Somebody laughed beside us and the breeze blew past a fleeting whiff of roses. I breathed it in and sighed a little sigh. ‘She must have missed it terribly, this place.’

‘I guess.’ His shrug was very French. ‘She never talked about it, not to me. I didn’t know a thing about my mother’s past until she died. The day of the funeral my Dad got drunk, and the whole damn story came pouring out of him.’ He narrowed his eyes in remembrance. ‘Since then, I’ve always wanted to come here, to see the place where it all happened. I should have done it years ago. I was stationed at a base in Germany back then – it would have been so easy just to hop on a train, but …’ His smile also held regret. ‘I just never got around to it, somehow. I kept on saying next year, next year … and then last spring Garland said that she was bored with going to the Mediterranean, she wanted to vacation someplace else, so I said what about Chinon.’ Again his gaze searched out the animated figure of his wife. ‘She doesn’t know,’ he added. ‘Garland, I mean. I’ve never told her about my mother.’

I stared at him. ‘But … I mean, you’ve just told me.’

‘Yes. It doesn’t make much sense, I know, but it’s different somehow, telling you. There were times, and I hope you won’t take this wrong, but there have been times this past week when you’ve made me think of her. Of my mother. I don’t know what it is, exactly, but there’s a resemblance.’

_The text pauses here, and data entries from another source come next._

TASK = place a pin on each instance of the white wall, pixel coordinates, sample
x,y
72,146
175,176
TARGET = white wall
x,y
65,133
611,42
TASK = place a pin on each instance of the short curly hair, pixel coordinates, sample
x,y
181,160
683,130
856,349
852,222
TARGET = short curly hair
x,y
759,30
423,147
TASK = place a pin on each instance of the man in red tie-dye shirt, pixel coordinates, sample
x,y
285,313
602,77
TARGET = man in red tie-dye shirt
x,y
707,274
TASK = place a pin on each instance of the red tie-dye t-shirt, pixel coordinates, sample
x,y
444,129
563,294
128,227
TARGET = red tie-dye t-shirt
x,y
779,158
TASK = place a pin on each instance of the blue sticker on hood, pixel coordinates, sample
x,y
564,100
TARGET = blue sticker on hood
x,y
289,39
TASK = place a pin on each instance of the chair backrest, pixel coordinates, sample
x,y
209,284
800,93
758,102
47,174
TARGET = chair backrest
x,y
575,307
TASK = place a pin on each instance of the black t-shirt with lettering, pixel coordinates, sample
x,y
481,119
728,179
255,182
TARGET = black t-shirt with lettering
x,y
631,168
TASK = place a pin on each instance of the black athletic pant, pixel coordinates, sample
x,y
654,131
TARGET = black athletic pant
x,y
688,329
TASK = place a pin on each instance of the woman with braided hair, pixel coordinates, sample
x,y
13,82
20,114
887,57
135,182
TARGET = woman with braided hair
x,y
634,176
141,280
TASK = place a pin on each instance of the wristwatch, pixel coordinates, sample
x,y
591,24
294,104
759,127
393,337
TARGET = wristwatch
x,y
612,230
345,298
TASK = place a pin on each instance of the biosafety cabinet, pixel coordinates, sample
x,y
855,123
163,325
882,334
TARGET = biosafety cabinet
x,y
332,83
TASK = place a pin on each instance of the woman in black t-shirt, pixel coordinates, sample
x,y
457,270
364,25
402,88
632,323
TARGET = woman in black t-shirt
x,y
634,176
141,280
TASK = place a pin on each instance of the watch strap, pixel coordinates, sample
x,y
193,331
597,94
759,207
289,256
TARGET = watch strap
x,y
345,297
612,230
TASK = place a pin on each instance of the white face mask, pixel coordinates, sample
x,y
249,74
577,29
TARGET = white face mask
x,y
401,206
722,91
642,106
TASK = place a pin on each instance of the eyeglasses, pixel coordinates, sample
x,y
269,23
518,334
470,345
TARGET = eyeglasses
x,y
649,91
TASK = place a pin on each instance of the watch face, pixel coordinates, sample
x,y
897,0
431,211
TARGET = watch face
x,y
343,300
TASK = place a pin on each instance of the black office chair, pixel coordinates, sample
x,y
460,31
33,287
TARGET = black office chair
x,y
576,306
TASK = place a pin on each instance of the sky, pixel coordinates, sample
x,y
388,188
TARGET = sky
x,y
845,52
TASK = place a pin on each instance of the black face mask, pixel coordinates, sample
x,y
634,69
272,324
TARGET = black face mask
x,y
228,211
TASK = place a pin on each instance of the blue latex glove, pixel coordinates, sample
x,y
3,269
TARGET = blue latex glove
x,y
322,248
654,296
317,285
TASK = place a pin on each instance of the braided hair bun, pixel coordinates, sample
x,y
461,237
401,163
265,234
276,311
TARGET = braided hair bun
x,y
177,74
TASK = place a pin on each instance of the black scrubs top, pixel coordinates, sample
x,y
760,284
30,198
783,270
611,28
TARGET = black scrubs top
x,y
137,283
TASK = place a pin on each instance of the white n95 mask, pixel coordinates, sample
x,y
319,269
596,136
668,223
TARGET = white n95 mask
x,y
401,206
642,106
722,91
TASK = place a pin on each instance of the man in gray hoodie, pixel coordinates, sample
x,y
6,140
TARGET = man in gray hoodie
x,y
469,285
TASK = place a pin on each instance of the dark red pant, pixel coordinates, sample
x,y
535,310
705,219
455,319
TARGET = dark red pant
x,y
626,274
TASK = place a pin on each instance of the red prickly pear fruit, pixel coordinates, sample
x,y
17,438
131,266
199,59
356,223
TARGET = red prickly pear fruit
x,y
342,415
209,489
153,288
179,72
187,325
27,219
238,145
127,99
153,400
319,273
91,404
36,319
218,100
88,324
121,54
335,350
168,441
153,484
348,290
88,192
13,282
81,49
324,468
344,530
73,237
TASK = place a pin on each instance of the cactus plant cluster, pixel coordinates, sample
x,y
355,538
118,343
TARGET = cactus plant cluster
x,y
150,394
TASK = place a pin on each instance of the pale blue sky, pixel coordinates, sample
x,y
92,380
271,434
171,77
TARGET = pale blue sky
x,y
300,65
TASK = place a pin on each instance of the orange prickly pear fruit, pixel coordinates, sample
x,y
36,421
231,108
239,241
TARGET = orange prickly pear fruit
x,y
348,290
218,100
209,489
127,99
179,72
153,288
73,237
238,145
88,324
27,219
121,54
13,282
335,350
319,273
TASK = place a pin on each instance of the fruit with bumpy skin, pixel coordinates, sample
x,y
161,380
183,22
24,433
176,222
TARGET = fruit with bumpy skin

I smiled. ‘You’re the second person who’s told me that today.’

‘Oh, really? Who was the first?’

‘This man I know, up at the vineyard … Heavens,’ I broke off suddenly, as the realization struck me, ‘he’d be your uncle, I suppose. Your mother’s younger brother, a rather nice old man named—’

‘François. Uncle François, yes.’ He nodded. ‘Yes, he used to write us letters, when I was a kid. And then Mom died and the letters stopped coming. I thought he must be dead himself.’ He shrugged, self-consciously. ‘I’m still working up my courage to go and see him. There are questions I want to ask, about my mother but …’ He looked down. ‘Fifty years is a long time.’

‘Well, you needn’t worry about François. He’s sharp as a tack and he speaks very fondly of your mother. I’m sure he’d love to meet you. In fact,’ I said, ‘I think he knows already that you’re here.’ And I told him what François had told me earlier that day, about the Hotel de France being full of ghosts.

The silver eyebrows rose a fraction. ‘And you think that he meant me?’

‘You’re the only person here with ties to Hans and Isabelle.’

‘Am I?’ He frowned and squinted briefly upwards at the canopy of green. ‘I wonder,’ he mused, so quietly I almost didn’t catch it. ‘Yes, I wonder …’

A flash of motion from the hotel bar distracted him. Garland had moved to the open doorway and was beckoning her husband to come inside and join her at the bar. He caught her eye and nodded slightly, exhaling on a tight-lipped sigh. ‘Excuse me please,’ he told me, ‘I’m being summoned. Listen, I’d hate for her to know …’

‘I won’t say anything, I promise.’

‘It isn’t just the privacy, you know. It’s self-preservation. Especially after that storytelling session Sunday night.’ A smile faintly creased the corners of his mouth. ‘If Garland ever knew that the Isabelle we talked about was my mother, I’d never have a moment’s peace.’